Chromatin immunoprecipitation
Chromatin immunoprecipitation (ChIP) assays were carried out according to the manufacturer's protocol. Briefly, BeWo cells were cross-linked with 1% HCHO for 10 min. Cell extracts were sonicated to sheer chromatin to an average size of ∼600 kb. The extract was divided into aliquots, and antibodies were added to the aliquots at a 1:100 dilution for immunoprecipitation. An anti-rabbit IgG antibody was used as a negative control. After immunoprecipitation, an aliquot of each captured immunocomplex was subjected to western analysis to confirm that the captured chromatin contained the transcriptional co-regulator corresponding to the specific antibody that had been used for ChIP. For the remainder of the sample, cross-links in the immunoprecipitated chromatin were reversed by heating with proteinase K at 65 °C overnight, and then DNA was purified using a MinElute Reaction Cleanup kit (Qiagen) and resuspended in 10 μl of 1× TE. The purified ChIP-caputured DNA was analyzed by PCR. PCR amplifications were performed with the following specific primer pair for VEGF: 5′-AAG ACA TCT GGC GGA AAC C-3′ (forward) and 5′-ACA ATT GGT CGC TAA CCG AG-3′ (reverse). The PCR products were separated by electrophoresis on a 2% agarose gel.
Statistical analysis
Statistical analysis was performed using one-way ANOVA followed by a Tukey's post hoc test, and P<0.05 was considered to be significant. Data in figures are presented as the means±s.e.m.
Results
Regulation of VEGF and endoglin by hypoxic stimuli
To investigate the trophoblast response to a hypoxic stimulus, serum-starved BeWo cells were incubated under hypoxic conditions (1% oxygen) for various times. Real-time PCR assays were performed to examine whether hypoxia up-regulated the expression of VEGF and endoglin. We observed that VEGF mRNA expression was increased 1.52±0.38-, 4.05±0.27-, and 3.13±0.35-fold at 2, 4, and 6 h respectively compared with cells incubated under normoxia (Fig. 1A). The endoglin mRNA expression increased 3.64±0.52- and 1.51±0.33-fold at 4 and 6 h respectively in comparison to the cells incubated under normoxia (Fig. 1B).

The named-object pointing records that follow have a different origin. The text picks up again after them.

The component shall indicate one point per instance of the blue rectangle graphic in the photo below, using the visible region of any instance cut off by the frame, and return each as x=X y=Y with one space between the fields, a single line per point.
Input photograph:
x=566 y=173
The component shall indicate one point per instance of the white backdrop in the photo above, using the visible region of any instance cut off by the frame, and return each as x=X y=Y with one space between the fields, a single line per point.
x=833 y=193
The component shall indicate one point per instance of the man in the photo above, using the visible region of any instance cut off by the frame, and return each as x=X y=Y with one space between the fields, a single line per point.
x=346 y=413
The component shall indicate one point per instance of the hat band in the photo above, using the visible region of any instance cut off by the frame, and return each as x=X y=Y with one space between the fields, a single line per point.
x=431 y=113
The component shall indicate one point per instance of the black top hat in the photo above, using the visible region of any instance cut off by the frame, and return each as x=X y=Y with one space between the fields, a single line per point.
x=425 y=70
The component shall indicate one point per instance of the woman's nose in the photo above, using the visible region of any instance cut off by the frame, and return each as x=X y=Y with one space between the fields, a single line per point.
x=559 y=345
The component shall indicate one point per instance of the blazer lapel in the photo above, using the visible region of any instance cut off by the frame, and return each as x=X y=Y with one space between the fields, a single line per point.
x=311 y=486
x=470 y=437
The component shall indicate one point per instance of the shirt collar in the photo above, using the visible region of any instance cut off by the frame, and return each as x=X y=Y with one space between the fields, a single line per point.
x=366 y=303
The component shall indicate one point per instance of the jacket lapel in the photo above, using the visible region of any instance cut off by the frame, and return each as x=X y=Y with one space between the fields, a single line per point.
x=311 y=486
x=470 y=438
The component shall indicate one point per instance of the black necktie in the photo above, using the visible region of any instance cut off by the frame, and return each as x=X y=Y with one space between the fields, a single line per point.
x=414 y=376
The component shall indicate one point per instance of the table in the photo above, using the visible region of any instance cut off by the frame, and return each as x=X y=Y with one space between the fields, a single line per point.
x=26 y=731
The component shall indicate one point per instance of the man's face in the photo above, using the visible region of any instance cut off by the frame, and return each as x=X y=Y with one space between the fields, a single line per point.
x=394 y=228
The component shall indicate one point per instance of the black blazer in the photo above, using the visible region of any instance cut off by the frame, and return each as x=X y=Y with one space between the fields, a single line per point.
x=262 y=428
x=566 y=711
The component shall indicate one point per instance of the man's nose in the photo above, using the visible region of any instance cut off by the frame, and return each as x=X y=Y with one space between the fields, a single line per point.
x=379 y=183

Differential activation of AKT and ERK cascades by hypoxia
We next examined whether hypoxia activates the AKT and ERK cascades in the BeWo cells. The cells were incubated under hypoxic conditions (1% oxygen) for various times, and then the lysates were analyzed by western blotting with an anti-phospho-AKT, -AKT, -phospho-MTOR, or -MTOR antibody. Although hypoxia did not affect the expression of AKT (Fig. 2A, lower panel), it induced a transient phosphorylation of AKT lasting 6–10 h, followed by a decrease in AKT phosphorylation (Fig. 2A, upper panel). Hypoxia also transiently increased the phosphorylation of the substrate of AKT, MTOR, at 10 h in the BeWo cells (Fig. 2B, upper panel). Although hypoxia did not affect the expression of ERK (Fig. 2C, lower panel), the phosphorylation of ERK occurred at 6 h under hypoxic conditions, reached a plateau at 10 h, and was sustained until 24 h in the BeWo cells (Fig. 2C, upper panel). These results demonstrate that hypoxia induces the phosphorylation of the AKT–MTOR cascade and ERK with different time courses of activation.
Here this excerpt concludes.